Housing- What can we learn from previous episodes of rising interest rates?
Over the past 30 years, housing price growth has always slowed when interest rates have risen, but higher interest rates have not always been associated with outright falls in house prices.
The difficulty in drawing conclusions about housing prices from past episodes of higher interest rates has been (i) the ongoing structural decline in interest rates and (ii) easier access to credit, both providing a significant cushion to house prices when faced with headwinds. The absence of a significant economic downturn post GFC has also clearly helped.
Over the inflation targeting period since the early 1990s, the fall in interest rates has played a key role in fundamentally supporting higher housing prices. Historically low interest rates since mid-2019 have more recently been the key catalyst for a higher ‘capacity to pay’ for housing. New mortgage repayment affordability is now however starting to flash red, and this is clearly illustrated in the forecasted personal financial situation highlighted in the graph below.
Personal financial situation (One-year ahead)
Source: Roy Morgan, Macrobond, ANZ Research
The housing ‘affordability’ issue in New Zealand relates to the ever-increasing size of the deposit (relative to income) needed to buy a home. This is now most acute for first home buyers, ironically when the Government has campaigned on the fact that these were the group that they were most needing to support.
I suspect that the RBNZ is unlikely to continue to increase the cash rate if housing price declines appear disorderly and/or if there are clear signs that the economy is unduly suffering. In that regard, the 2018-19 episode remains fresh in the mind. National housing prices stalled from September 2017 to mid-2019. This was not because interest rates went up nor was there any significant inflationary pressure – it was due to tighter credit conditions partly engineered by the Aussie banks, against the backdrop of the Banking Royal Commission happening in Australia. The result was that the RBNZ were surprised at how much consumer spending growth slowed at the time. The RBNZ then cut the cash rate in 2019 before COVID saw further monetary policy easing.

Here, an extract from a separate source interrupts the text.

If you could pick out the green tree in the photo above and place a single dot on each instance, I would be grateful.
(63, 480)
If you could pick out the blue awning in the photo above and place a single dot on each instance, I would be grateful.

Why this is important is because the current market pricing suggests that the RBNZ will continue to raise interest rates to combat inflation, but is it as simple as that?
The inflation environment and relative lack of spare capacity in the economy point to upside risks to interest rates. However, the size of falls in our “capacity to pay” for housing measure under the scenario for higher mortgage rates suggests “pain” at the household level will be felt quickly.
Ultimately, the scope for housing price weakness will depend on the extent of monetary policy tightening and the economy’s ability to absorb flow-on effects to consumer spending and dwelling investment. If interest rates rise by more than we think, then larger housing price falls might be in prospect.
Governor Orr has recently been quoted as saying “we’re not in a great place now” and “we are going to need support”, first home buyers are likely feeling the same.